On Friday, November 22nd, First Lady Michelle Obama honored 13 after-school and out-of-school arts and humanities education programs for underserved youth. Hosted at the White House, the National Arts and Humanities Youth Program Awards recognize exemplary programs that foster the creative and intellectual development of America’s youth through education and practical experience in the arts and humanities.
Michelle Obama, the honorary chair of the President’s Council on the Arts and Humanities, presented the awards in a White House ceremony. Each organization will receive $10,000. Among thirteen recipients, three were recognized as outstanding humanities-based youth programs.
Pearl Bailey Youth Program, Newport News Public Library System, Pearl Bailey Library (Newport News, VA) provides an extraordinary level of support for the youth of the Southeast Community in Newport News, where there is a high level of crime and more people living below the poverty level than any other area of the city. The library offers youth a variety of programs designed to expand their knowledge of literature and encourages participants to read for pleasure and personal interest. The Youth Leadership Program provides a weekly stipend to youth while they volunteer service learning hours through the library’s affiliation with the Wickham Avenue Alliance, for which it won the Virginia Public Library Director’s Award for an Outstanding Cooperative Program in 2010.
Project Discovery, Dallas Theater Center (Dallas, TX) for 26 years has partnered with area schools to engage students in its productions through a multi-layered, season-long approach. Through Project Discovery, students attend regular evening performances, together with adult patrons, of each main stage production during the school year. The project presents students with opportunities to explore the history, theory and criticism of the plays they attend.

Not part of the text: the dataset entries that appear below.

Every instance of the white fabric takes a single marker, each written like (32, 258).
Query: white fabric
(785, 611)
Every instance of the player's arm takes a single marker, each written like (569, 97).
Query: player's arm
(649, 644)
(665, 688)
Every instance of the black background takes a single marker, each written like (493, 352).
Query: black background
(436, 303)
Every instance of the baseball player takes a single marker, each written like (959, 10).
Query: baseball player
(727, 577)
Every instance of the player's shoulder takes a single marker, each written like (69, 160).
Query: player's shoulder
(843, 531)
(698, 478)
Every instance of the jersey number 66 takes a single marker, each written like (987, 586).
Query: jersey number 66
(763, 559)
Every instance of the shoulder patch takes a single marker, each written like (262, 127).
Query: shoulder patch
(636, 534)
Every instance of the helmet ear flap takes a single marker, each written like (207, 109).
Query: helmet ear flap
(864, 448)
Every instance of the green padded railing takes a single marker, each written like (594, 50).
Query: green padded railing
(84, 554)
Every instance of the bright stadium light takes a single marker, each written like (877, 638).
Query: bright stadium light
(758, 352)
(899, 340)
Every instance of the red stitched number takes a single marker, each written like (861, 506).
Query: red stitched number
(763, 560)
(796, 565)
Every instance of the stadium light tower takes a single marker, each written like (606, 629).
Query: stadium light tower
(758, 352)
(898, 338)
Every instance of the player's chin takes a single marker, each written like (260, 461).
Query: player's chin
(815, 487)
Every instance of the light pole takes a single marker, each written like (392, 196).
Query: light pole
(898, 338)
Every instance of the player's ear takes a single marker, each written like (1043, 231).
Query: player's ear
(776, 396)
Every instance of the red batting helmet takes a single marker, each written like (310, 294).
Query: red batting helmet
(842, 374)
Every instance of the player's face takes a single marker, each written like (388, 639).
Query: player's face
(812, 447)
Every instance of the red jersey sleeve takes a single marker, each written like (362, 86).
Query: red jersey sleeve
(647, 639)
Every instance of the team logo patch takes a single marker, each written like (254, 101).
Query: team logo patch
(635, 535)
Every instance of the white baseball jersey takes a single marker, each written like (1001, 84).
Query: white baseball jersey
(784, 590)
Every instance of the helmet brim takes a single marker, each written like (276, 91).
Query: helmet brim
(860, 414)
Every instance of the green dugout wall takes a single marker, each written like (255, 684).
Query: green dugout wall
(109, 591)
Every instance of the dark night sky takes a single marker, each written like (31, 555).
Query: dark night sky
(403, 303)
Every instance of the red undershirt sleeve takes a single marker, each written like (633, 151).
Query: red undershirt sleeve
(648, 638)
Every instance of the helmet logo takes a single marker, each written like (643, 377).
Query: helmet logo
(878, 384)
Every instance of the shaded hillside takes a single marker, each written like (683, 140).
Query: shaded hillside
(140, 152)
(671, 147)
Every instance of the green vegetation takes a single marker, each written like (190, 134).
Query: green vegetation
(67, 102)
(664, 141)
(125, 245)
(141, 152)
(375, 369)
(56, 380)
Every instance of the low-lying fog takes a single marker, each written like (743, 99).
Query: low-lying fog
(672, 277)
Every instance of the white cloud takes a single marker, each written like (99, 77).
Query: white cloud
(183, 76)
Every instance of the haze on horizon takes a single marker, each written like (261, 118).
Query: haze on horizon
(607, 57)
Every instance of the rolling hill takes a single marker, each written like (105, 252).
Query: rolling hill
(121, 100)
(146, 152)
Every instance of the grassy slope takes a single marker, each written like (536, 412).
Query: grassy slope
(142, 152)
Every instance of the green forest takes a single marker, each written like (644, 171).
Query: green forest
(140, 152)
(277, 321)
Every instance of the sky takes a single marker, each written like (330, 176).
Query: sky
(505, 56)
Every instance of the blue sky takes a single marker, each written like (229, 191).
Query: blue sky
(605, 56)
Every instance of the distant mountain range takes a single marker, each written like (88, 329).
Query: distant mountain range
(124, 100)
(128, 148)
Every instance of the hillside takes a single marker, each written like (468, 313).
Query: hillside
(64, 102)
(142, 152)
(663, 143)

Sadie Nash Leadership Project Summer Institute (Brooklyn, NY) delivers a rigorous multidisciplinary arts and humanities curriculum through a social justice lens for 130 low-income girls in New York City and Newark, NJ. This six-week program delivers outstanding outcomes in terms of transferable life skills: increased self-confidence, a critical analysis of the world, an understanding of how to give back to the community, and a commitment to working for social justice both now and in the future. Among the program’s achievements, a recent 10-year impact study of the group showed that 62 percent of former participants completed four years of college. Additionally, the program received an Excellence in Summer Learning Award from the National Summer Learning Association in 2010.